I could have picked 100 stills for my blog and I still would have images left to choose from.   I love Ozu and this film.

A cut-rate troupe of Kabuki actors arrive in a small Japanese town.  Komajuro, the manager and leading man, hopes the show will run for a year there.  His principal reason is to get reacquainted with the son, Kiyoshi, he left behind after an affair when he played there about 20 years before.  Kiyoshi knows Komajuro only as his uncle.  Things begin promisingly.

Then Komajuro’s mistress and fellow actor Sumiko (Machiko Kyo) becomes suspicious of all the visits her man is making to his “patron”.  When she finds out the truth, she hatches a plot to disgrace the son in the eyes of his father.  Her idea is to send out a young actress to seduce Kiyoshi.  Between the failure of the plan and the failure of the show, relations are strained as the troupe leaves town.

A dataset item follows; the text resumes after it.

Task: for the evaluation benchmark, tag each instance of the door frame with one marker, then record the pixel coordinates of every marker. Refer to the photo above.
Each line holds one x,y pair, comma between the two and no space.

All of Ozu’s films center on the Japanese family and its dissolution.  In this case, we have two “families”, the father and son and the kabuki troupe.  The film is richly atmospheric, redolent of the seaside in summer and the smell of the greasepaint.  There is much humor and bigger emotions than in many of Ozu’s other films.  The use of color and composition is exquisite.  This is a remake of Ozu’s 1934 silent film  which is also well worth seeing.  Highly recommended.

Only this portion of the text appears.